I looked at the notebook resting on my lap. The page was still white, crisp and blank. I should have been writing all this down. But you learn there are some things you’re not going to forget and taking the time to write them down only distracts you from hearing further details.

Someone asked Conte a question. “We’ve already got the file sealed,” he said. “The press is going to want that bad boy big time!”

I knew three things:

There had been a homicide and the suspect was a female.

If the files were sealed and no one went on the record with me, I was royally fucked for 6:00.

I had unexpectedly found the story of my career.

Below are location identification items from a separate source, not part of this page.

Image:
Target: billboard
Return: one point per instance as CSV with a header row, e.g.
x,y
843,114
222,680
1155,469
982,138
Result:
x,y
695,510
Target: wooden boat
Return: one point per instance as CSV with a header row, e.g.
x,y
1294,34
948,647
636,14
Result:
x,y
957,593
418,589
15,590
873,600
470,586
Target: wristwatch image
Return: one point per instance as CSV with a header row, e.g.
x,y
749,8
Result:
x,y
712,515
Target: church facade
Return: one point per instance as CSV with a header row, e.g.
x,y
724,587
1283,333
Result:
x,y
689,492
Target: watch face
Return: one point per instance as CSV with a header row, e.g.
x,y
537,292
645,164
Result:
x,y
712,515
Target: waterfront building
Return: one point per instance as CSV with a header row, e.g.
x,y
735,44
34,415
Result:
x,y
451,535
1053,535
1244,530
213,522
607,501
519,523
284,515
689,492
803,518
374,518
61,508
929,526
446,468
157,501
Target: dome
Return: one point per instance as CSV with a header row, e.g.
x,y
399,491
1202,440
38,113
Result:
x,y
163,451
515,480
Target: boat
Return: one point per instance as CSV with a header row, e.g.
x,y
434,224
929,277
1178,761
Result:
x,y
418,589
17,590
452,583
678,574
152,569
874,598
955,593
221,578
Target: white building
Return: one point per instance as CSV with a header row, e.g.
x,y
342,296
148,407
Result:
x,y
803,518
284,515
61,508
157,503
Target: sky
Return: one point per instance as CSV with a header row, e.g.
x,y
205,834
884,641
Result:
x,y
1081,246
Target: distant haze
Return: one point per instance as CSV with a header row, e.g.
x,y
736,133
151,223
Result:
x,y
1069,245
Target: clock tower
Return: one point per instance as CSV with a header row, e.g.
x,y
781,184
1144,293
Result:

On the other side of a very thin wall, Chief Dodge made notes. It was starting to get dark and it was going to be a long night ahead. He realized the calm balance of their town had been upset. “There’s one more thing,” he said.

“What is it, Chief?”

“There were others.”

Conte and Odom looked at each other. Now there was no air in their lungs.

“What do you mean?”

At first, Dodge wouldn’t make eye contact, tapping a pen on his desk as he spoke. But saying the words brought out more strength in the chief.

“There are others who’ve lived on that farm with her. Other young men. Other guys we’ve seen around town with her.”

There was silence in the room. “Go on.”

“And there’s at least one or two that…I can’t say I’ve seen in quite some time.”